Senator Mushahidullah urges rich nations to honour $10 billion climate funding pledges
ISLAMABAD: Federal Minister for Climate Change, Senator Mushahidullah Khan, on Sunday urged rich countries to deliver on $10 billion climate finance pledges to the Green Climate Fund (GCF) made last year to meet costs of tackling climate change- induced disasters in poor countries.
The minister said the rich countries at UN-led donor conference last year on November 20 in Berlin, Germany, pledged a total $10.2 billion to GCF against informal target of $10 billion in initial capitalisation set by GCF to help developing countries tackle climate change.
“But, it is a matter of serious concern for developing countries that the rich countries have contributed so far only 42 percent of the $10.2 billion,” he deplored in a statement.
Quoting an analysis published on April 30 by the GCF, the federal minister said the United States was overdue on $1.5 billion, Japan $750 million and Canada $130 million.
He said the head of the Unition Nations’ flagship GCF had recently warned that it could not kick off work as planned because leading backers including the US, Canada and Australia had not delivered funds.

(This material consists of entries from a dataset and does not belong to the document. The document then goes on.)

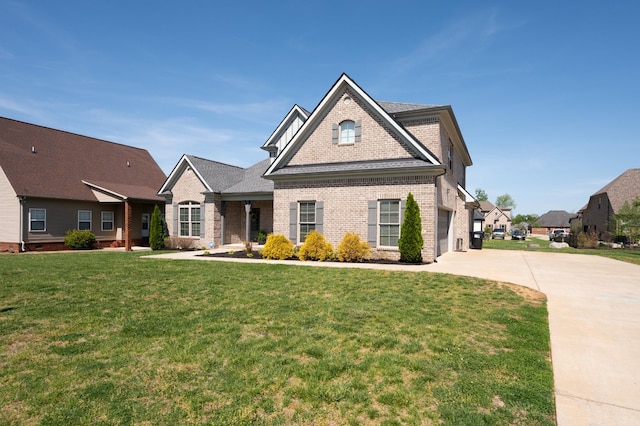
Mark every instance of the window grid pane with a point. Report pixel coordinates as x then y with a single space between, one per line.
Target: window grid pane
389 222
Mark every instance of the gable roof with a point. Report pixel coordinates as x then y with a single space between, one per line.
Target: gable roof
625 187
316 116
221 178
295 112
43 162
555 219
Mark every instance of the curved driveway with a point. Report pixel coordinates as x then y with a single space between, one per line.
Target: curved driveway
594 320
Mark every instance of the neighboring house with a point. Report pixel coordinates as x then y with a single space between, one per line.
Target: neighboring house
553 219
598 215
53 181
348 166
495 217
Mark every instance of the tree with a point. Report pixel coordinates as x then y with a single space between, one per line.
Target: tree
528 218
628 221
481 195
156 230
505 202
411 242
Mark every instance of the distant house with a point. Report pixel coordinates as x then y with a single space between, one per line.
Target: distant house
495 217
598 215
348 166
52 181
553 219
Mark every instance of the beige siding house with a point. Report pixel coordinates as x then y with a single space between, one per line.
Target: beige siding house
348 166
53 181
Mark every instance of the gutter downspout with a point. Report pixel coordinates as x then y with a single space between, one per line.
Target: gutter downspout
21 199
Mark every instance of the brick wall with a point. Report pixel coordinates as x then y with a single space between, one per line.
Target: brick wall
346 205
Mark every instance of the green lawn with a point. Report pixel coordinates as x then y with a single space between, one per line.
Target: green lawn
624 255
110 338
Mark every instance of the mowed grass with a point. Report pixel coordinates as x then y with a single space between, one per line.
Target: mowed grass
112 338
623 255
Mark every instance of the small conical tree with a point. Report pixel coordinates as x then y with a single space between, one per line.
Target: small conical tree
156 230
411 242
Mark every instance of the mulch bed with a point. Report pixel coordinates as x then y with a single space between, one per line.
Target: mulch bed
241 254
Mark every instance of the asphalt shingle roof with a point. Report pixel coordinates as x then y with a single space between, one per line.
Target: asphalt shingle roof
625 187
43 162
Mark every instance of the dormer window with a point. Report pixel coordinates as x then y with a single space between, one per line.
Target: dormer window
348 131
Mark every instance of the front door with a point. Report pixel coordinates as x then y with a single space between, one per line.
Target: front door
145 225
254 215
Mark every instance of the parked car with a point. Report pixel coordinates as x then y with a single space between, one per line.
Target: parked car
518 235
558 235
498 234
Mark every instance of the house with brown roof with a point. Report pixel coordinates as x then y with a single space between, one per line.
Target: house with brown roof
598 215
553 219
495 217
52 181
347 166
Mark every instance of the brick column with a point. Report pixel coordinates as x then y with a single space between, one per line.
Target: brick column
127 225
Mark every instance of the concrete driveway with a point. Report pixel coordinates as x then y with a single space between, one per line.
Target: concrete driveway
594 320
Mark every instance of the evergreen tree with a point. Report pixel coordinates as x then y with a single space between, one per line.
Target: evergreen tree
411 242
156 230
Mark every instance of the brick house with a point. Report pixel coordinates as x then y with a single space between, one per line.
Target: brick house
347 166
553 219
495 217
598 215
53 181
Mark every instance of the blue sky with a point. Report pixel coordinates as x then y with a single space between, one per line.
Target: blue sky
546 93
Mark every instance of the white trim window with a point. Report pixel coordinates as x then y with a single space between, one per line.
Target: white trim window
37 220
389 222
307 218
84 220
348 131
189 219
107 221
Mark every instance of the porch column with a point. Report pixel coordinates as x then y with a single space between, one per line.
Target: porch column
247 220
127 225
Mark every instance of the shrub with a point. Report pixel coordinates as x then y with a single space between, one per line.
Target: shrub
315 247
277 247
411 242
156 230
353 249
179 243
79 240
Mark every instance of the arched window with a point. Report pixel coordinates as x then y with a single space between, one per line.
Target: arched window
347 131
189 219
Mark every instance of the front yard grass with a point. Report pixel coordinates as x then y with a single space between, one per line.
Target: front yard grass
110 338
624 255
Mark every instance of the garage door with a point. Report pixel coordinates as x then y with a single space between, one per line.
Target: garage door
443 231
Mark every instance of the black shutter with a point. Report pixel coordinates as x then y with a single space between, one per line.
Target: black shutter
175 220
372 222
319 216
293 222
202 221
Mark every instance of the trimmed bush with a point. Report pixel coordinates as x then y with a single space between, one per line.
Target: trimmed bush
156 230
315 247
79 240
277 247
353 249
411 242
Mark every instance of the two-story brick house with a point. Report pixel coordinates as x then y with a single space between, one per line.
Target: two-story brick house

“This means the GCF will have to hold back plans to back green energy projects in developing countries, including Pakistan, ahead of this year’s UN-led global climate summit to be held in Paris in December this year to agree on a global climate deal aimed at putting cap on carbon emissions to keep global emission rise to two degree Celsius above pre-industrial levels,” he said.
However, the minister cautioned that with inadequate financial resources and lack of technology, “we, developing countries, cannot fight the negative impacts of climate change, protect our economies and people from them.”
“Therefore, rich nations, including Austria, Canada, Denmark, France, Germany, Japan, US and UK, should honour their combined $10 billion financial pledges as early as possible, which they made during the last year’s UN-led donor conference,” he urged.
The GCF is a major part of a plan agreed in 2009, whereby rich countries agreed to mobilise $100 billion every year from 2020 from both public and private sources in the rich countries to help developing nations adapt to a changing global climate and reduce their own carbon emissions by boosting forest growth, energy- efficient urban transportation, shifting to renewable energies such as solar or wind and help them adapt to erratic weather patterns and their deleterious impacts.
The GCF – established in 2010 within the framework of the UN Framework Convention on Climate Change (UNFCCC ) – is a global funding mechanism to redistribute money from the developed to the developing world in order to assist the developing countries in adaptation and mitigation practices to counter debilitating impacts of climate change.
Over 198 countries – rich and poor – are signatories to the UNFCCC, which is an international environmental treaty that was opened for signature at the Earth Summit held in Rio de Janeiro in 1992 and came into force in 1994.
Mushahidullah Khan highlighted that the GCF is only hope for developing countries including Pakistan to deal with debilitating impacts of climate change, particularly floods, sea-level rise, typhoons, cyclones, extreme heat-wave events, droughts, shifting/changing rainfall patterns.
Over the next 15 years, the global economy will require an estimated $89 trillion in infrastructure investments across cities, energy, and land-use systems, and $4.1 trillion in incremental investment for the low-carbon transition to keep within the internationally agreed limit of a 2 degree Celsius temperature rise above the pre-industrial temperature level, according to the World Bank’s recent estimates.
Mushahidullah Khan said that Pakistan had suffered over 25 billion dollars in economic damages to public infrastructure, agriculture, irrigation network, health and educational facilities from five consecutive floods since 2010.
The country required over 35 billions dollars to recover these damages, he added.
“To recover these damages in Pakistan and other poor countries, the developing countries need a credible trajectory for realizing the $100 billion goal per year by 2020, for which full operationalization of the GCF is indispensable,” he stressed.
According to the World Bank, two key ways for governments to free up funding to help achieve the $100 billion target by 2020 was by “putting a price on carbon” – through carbon taxes or emission trading schemes – and phasing out fossil fuel subsidies.
“With a small percentage of the money that saved by ending subsidies or of the revenue raised from a carbon tax or permit sale going to climate finance, governments could help meet the $100 billion climate finance commitment and other mitigation and adaptation needs,” Senator Mushahidullah Khan suggested.
“The elimination of fossil fuel subsidies would make a significant contribution to the goal of keeping average temperatures from rising more than two degrees Celsius above pre-industrial levels,” said Mushahidullah Khan, referring to the goal which world leaders several years ago decided was necessary to avoid what global warming advocates say will be potentially catastrophic effects on the planet.